No domingo, fui à igreja. Sentei no último banco e chorei tudo que tinha guardado. O pastor falou sobre perdão. — Perdoar não é esquecer. É libertar o coração da dor. — Essas palavras ficaram martelando na minha cabeça.
Chamei Ícaro pra conversar. — Eu posso te perdoar, mas não sei se consigo te amar de novo. Você vai ter que reconquistar a confiança não só minha, mas da Ana também.

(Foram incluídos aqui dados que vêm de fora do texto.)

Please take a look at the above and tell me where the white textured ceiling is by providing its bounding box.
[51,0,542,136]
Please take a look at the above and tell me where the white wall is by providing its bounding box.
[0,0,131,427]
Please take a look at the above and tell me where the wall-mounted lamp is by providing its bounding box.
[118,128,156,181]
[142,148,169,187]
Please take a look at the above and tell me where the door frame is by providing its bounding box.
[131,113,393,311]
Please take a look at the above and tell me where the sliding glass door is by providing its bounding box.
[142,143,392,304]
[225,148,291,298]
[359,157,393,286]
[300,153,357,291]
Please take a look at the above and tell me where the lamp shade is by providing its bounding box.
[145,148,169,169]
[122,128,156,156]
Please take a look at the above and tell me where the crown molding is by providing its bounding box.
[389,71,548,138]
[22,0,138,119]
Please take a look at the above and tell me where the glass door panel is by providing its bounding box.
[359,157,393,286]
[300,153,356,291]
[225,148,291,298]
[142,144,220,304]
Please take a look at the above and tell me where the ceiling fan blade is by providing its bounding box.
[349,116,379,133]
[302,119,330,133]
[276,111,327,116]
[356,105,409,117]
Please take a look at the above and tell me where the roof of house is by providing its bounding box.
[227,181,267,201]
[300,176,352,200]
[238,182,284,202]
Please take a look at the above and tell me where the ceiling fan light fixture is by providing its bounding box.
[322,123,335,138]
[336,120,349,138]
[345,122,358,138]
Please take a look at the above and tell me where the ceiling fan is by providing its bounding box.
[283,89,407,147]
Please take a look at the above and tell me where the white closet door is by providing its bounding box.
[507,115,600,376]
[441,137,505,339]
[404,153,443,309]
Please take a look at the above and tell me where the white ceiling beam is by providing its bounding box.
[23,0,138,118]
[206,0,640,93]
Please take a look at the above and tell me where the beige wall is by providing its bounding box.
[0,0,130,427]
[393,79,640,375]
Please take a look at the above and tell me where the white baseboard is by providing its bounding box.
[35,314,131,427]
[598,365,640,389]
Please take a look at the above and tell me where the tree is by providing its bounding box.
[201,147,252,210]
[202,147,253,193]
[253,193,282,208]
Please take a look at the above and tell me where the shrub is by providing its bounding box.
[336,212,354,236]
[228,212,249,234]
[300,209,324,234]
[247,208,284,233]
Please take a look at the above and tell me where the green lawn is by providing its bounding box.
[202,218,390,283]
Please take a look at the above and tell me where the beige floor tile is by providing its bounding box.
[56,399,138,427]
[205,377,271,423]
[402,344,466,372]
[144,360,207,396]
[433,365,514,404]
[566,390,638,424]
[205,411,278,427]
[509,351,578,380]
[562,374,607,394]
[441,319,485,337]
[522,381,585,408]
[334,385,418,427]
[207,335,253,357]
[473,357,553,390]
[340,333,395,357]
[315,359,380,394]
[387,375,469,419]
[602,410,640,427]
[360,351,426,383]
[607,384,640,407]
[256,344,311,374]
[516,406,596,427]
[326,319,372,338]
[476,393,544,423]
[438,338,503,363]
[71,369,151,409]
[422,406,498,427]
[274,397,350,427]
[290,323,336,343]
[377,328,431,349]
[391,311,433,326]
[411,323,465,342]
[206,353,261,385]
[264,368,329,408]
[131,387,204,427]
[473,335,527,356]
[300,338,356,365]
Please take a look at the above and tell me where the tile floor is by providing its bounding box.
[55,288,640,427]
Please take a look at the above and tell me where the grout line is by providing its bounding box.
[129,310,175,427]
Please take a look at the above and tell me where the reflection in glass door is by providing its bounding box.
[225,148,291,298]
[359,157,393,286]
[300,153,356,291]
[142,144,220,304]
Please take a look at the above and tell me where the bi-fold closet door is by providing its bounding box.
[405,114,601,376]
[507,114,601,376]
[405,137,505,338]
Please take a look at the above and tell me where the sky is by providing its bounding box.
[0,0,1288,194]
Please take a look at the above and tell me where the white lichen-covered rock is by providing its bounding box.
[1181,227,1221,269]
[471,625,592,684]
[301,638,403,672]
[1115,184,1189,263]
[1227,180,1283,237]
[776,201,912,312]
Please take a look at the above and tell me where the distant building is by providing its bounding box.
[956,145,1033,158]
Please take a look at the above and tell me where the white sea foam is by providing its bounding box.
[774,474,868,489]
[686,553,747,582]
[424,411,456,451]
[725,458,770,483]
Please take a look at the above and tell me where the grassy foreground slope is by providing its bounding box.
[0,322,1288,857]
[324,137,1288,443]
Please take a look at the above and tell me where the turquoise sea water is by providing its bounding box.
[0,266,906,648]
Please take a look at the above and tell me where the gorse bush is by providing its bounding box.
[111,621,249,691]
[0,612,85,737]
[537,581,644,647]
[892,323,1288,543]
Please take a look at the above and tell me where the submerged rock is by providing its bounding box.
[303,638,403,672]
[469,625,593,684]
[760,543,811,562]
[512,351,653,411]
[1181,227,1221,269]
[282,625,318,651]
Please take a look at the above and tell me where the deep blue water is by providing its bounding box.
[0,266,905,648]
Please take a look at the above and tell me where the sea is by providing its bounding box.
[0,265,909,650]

Ele aceitou. Começou a frequentar a igreja comigo, buscou emprego de pedreiro, passou a buscar Ana na creche. Aos poucos, vi que ele estava mudando. Não foi fácil. Tive recaídas de raiva, desconfiança. Minha mãe demorou meses pra aceitar a presença dele em casa.
Um dia, Ana ficou doente. Febre alta, hospital público lotado. Ícaro ficou comigo a noite toda, segurando minha mão, rezando baixinho. Ali, vi um homem diferente. Não o covarde que fugiu, mas alguém disposto a lutar pela família.
Hoje, quatro anos depois daquele abandono, ainda carrego cicatrizes. Mas também carrego fé. Aprendi que perdoar não é esquecer o passado, mas escolher não ser prisioneira dele. Ícaro reconquistou nosso respeito, mas o amor é uma construção diária.
Às vezes me pergunto: será que fiz certo em dar uma segunda chance? Será que o perdão é mesmo o caminho pra recomeçar? E você, teria coragem de perdoar alguém que te feriu tão fundo?